Scand J Gastroenterol. 2018 Aug;53(8):947-951. doi: 10.1080/00365521.2018.1492012. Epub 2018 Jul 25.
Characterization of predisposing factors for Clostridium difficile infection recurrence (rCDI) and outcome in inflammatory bowel disease (IBD) patients.
Clinical characteristics of 167 inflammatory bowel disease patients with Clostridium difficile infection (IBD-CDI cohort) treated in Helsinki University Central Hospital were gathered. Medical history of the last three months preceding a toxin positive CDI test was recorded. Parameters, including ribotype of C. difficile, mortality and recurrence were compared with age and gender-matched C. difficile patients (CDI cohort).
No difference was found in rCDI between IBD-CDI and CDI cohorts. As compared with IBD subtypes, rCDI was least common among patients with Crohn's disease. The use of immunosuppressant therapy was higher in IBD patients with two or more CDI episodes. C. difficile ribotype 027 increased the rates for rCDI in IBD patients but not in non-IBD-CDI patients. The prevalence of 027 ribotype and mortality rates did not differ significantly among the cohorts. None of the IBD patients underwent colectomy upon CDI.

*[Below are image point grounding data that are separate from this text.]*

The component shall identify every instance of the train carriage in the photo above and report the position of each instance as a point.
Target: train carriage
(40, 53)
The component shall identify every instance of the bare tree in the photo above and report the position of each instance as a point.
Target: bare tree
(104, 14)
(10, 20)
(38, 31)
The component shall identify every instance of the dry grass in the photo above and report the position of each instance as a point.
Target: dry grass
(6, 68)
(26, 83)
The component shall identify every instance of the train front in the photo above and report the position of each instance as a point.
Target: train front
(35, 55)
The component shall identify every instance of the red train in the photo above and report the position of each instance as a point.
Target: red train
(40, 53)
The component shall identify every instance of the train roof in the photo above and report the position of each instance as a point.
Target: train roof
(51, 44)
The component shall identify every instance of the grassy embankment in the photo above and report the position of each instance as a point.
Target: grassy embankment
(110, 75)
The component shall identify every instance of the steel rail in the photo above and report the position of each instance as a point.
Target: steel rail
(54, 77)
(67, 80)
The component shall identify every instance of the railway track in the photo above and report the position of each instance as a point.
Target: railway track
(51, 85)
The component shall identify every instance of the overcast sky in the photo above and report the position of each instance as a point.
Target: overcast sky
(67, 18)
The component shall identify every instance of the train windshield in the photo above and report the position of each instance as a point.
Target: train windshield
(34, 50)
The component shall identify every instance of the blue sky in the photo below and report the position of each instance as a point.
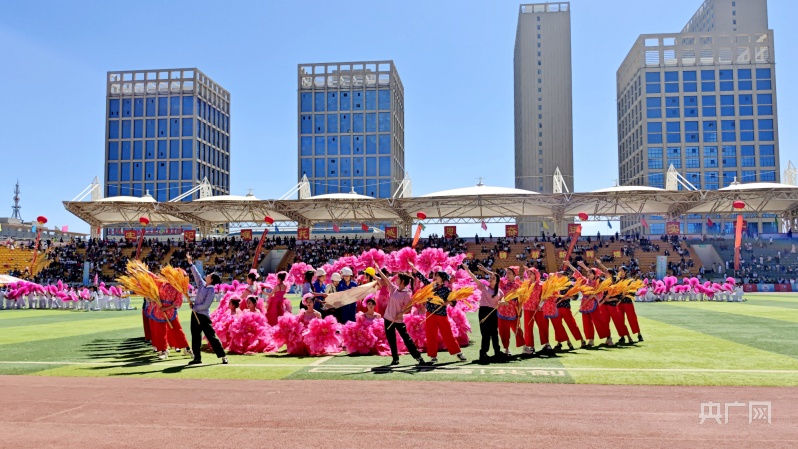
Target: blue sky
(454, 58)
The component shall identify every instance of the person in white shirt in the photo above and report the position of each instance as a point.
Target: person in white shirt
(94, 299)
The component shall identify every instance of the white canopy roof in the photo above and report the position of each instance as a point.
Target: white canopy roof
(467, 205)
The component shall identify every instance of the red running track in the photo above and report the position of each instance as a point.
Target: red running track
(53, 412)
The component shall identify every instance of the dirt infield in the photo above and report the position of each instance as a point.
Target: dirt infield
(148, 413)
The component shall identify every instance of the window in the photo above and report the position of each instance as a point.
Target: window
(332, 145)
(671, 82)
(357, 123)
(306, 146)
(710, 129)
(346, 101)
(654, 107)
(708, 103)
(319, 149)
(319, 102)
(371, 122)
(332, 101)
(656, 180)
(764, 104)
(138, 107)
(385, 143)
(744, 79)
(652, 83)
(385, 100)
(654, 132)
(746, 130)
(346, 123)
(345, 144)
(332, 123)
(371, 144)
(371, 100)
(113, 108)
(673, 132)
(174, 106)
(689, 78)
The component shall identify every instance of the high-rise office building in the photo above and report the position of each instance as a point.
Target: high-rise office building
(543, 111)
(704, 102)
(166, 130)
(351, 127)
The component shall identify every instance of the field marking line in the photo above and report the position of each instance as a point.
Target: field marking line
(433, 368)
(59, 413)
(321, 360)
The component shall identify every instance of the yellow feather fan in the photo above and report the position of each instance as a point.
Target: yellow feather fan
(175, 277)
(553, 286)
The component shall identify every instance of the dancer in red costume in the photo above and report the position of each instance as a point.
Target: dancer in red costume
(593, 317)
(533, 315)
(164, 322)
(610, 306)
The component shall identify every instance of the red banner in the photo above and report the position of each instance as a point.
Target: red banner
(738, 240)
(511, 230)
(673, 228)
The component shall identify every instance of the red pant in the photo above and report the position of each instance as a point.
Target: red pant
(559, 330)
(628, 312)
(529, 323)
(163, 336)
(598, 320)
(435, 324)
(617, 319)
(147, 333)
(505, 326)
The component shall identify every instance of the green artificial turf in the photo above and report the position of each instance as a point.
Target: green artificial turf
(686, 343)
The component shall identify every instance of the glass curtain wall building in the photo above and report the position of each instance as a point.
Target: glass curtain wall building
(704, 102)
(351, 127)
(166, 130)
(543, 109)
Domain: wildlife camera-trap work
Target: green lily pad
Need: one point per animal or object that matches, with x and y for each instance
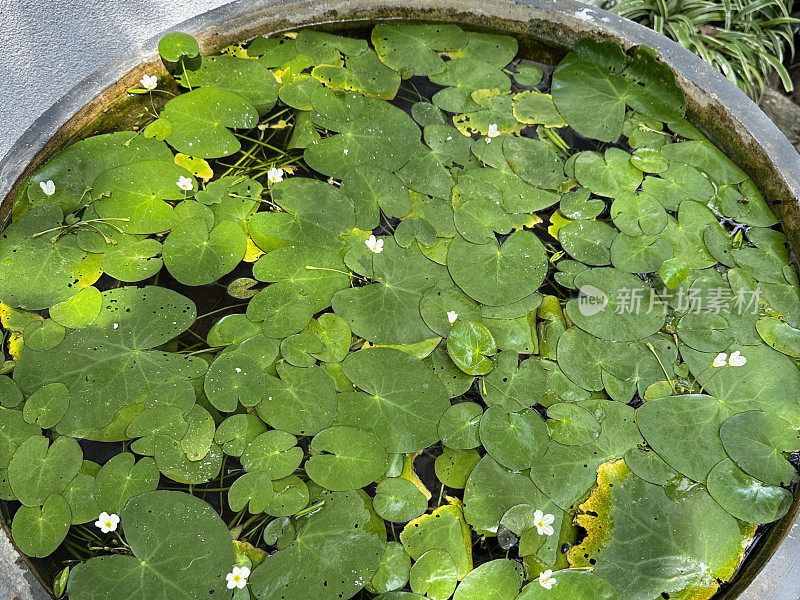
(301, 402)
(330, 543)
(109, 365)
(627, 309)
(494, 274)
(468, 345)
(201, 120)
(412, 49)
(401, 403)
(193, 566)
(197, 255)
(123, 478)
(757, 441)
(38, 531)
(232, 378)
(345, 458)
(47, 405)
(398, 500)
(745, 497)
(515, 440)
(434, 575)
(38, 469)
(663, 423)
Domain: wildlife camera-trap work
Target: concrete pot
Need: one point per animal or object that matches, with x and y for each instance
(546, 30)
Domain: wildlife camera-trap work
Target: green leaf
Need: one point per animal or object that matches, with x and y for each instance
(398, 500)
(345, 458)
(665, 424)
(174, 46)
(515, 440)
(39, 469)
(47, 405)
(123, 478)
(495, 580)
(412, 49)
(494, 274)
(201, 120)
(109, 365)
(301, 402)
(575, 585)
(330, 542)
(637, 552)
(192, 566)
(745, 497)
(757, 441)
(468, 345)
(38, 531)
(401, 403)
(250, 79)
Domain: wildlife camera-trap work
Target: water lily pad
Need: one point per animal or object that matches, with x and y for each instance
(232, 378)
(434, 575)
(402, 399)
(745, 497)
(757, 441)
(575, 585)
(47, 405)
(345, 458)
(39, 469)
(194, 565)
(469, 345)
(515, 440)
(38, 531)
(627, 309)
(109, 364)
(330, 543)
(201, 119)
(398, 500)
(663, 423)
(494, 274)
(301, 402)
(123, 478)
(412, 49)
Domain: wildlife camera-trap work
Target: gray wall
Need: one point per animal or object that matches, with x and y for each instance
(50, 45)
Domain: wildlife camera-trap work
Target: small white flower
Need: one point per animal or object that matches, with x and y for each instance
(736, 359)
(546, 579)
(107, 522)
(238, 577)
(48, 187)
(275, 175)
(543, 522)
(375, 245)
(149, 82)
(185, 183)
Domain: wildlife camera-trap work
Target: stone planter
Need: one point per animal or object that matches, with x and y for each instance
(546, 30)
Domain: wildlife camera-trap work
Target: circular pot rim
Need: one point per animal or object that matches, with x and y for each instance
(714, 104)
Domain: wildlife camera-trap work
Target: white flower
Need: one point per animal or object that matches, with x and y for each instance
(546, 579)
(107, 522)
(374, 244)
(149, 82)
(238, 577)
(48, 187)
(543, 522)
(736, 359)
(185, 183)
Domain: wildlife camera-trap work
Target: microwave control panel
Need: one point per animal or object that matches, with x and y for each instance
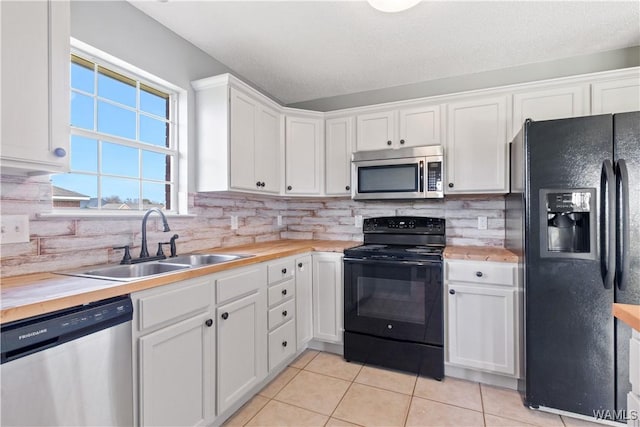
(434, 176)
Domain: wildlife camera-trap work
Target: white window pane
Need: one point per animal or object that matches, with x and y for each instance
(120, 193)
(154, 104)
(82, 78)
(120, 160)
(155, 195)
(75, 191)
(156, 166)
(154, 131)
(116, 90)
(84, 154)
(116, 121)
(81, 111)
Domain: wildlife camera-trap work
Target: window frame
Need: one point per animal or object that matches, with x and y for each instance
(177, 138)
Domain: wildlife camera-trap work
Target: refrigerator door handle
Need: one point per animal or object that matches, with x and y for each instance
(607, 225)
(622, 222)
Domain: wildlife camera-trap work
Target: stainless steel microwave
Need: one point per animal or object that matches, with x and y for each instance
(404, 173)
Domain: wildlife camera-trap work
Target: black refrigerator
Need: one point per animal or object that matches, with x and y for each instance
(573, 217)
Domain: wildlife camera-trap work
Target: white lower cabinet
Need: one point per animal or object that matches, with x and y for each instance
(304, 301)
(242, 333)
(483, 327)
(327, 297)
(174, 354)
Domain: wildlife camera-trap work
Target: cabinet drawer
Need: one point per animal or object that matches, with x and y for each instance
(281, 292)
(634, 363)
(180, 301)
(282, 343)
(496, 273)
(239, 283)
(281, 270)
(282, 313)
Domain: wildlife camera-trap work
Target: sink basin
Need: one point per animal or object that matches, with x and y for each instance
(203, 259)
(131, 271)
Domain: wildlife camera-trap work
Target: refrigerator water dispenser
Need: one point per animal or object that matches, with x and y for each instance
(568, 220)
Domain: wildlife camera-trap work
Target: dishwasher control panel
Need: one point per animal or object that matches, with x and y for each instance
(27, 336)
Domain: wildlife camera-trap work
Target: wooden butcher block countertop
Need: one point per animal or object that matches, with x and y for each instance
(40, 293)
(480, 253)
(629, 314)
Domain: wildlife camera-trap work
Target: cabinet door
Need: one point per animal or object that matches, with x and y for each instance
(35, 86)
(548, 104)
(616, 96)
(176, 374)
(242, 135)
(481, 326)
(267, 149)
(420, 126)
(304, 298)
(376, 131)
(327, 297)
(303, 155)
(477, 146)
(338, 143)
(242, 347)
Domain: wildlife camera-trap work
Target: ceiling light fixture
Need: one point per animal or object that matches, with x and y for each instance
(392, 6)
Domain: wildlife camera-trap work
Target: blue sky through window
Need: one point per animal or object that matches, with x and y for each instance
(138, 115)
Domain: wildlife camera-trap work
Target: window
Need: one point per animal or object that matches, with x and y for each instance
(123, 148)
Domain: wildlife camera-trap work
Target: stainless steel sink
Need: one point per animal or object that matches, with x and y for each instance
(203, 259)
(131, 271)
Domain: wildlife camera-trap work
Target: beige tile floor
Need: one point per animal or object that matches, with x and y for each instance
(321, 389)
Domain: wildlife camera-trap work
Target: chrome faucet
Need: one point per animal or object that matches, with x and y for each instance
(144, 252)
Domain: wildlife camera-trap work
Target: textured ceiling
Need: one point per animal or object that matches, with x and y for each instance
(303, 50)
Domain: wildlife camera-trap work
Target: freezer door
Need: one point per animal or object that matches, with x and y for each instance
(626, 138)
(569, 335)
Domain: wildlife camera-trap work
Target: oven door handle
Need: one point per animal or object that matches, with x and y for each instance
(394, 262)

IBD patients are not more susceptible for rCDI than non-IBD patients. Predisposing factors for rCDI among IBD patients are associated with immunosuppressant treatments, colon affecting IBD and CDI caused by ribotype 027. CDI does not worsen the prognosis of IBD patients.
确定艰难梭菌感染复发(rCDI)的诱发因素以及炎症性肠病(IBD)患者的预后情况。
收集了在赫尔辛基大学中心医院接受治疗的167例患有艰难梭菌感染的炎症性肠病患者(IBD-CDI队列)的临床特征。记录毒素阳性CDI检测前三个月的病史。将包括艰难梭菌核糖型、死亡率和复发率等参数与年龄和性别匹配的艰难梭菌感染患者(CDI队列)进行比较。
IBD-CDI队列和CDI队列在rCDI方面未发现差异。与IBD亚型相比,rCDI在克罗恩病患者中最不常见。在有两次或更多次CDI发作的IBD患者中,免疫抑制剂治疗的使用率更高。艰难梭菌核糖型027增加了IBD患者的rCDI发生率,但在非IBD-CDI患者中未增加。各队列中027核糖型的患病率和死亡率无显著差异。没有IBD患者因CDI接受结肠切除术。
IBD患者并不比非IBD患者更容易发生rCDI。IBD患者中rCDI的诱发因素与免疫抑制剂治疗、影响结肠的IBD以及由核糖型027引起的CDI有关。CDI不会使IBD患者的预后恶化。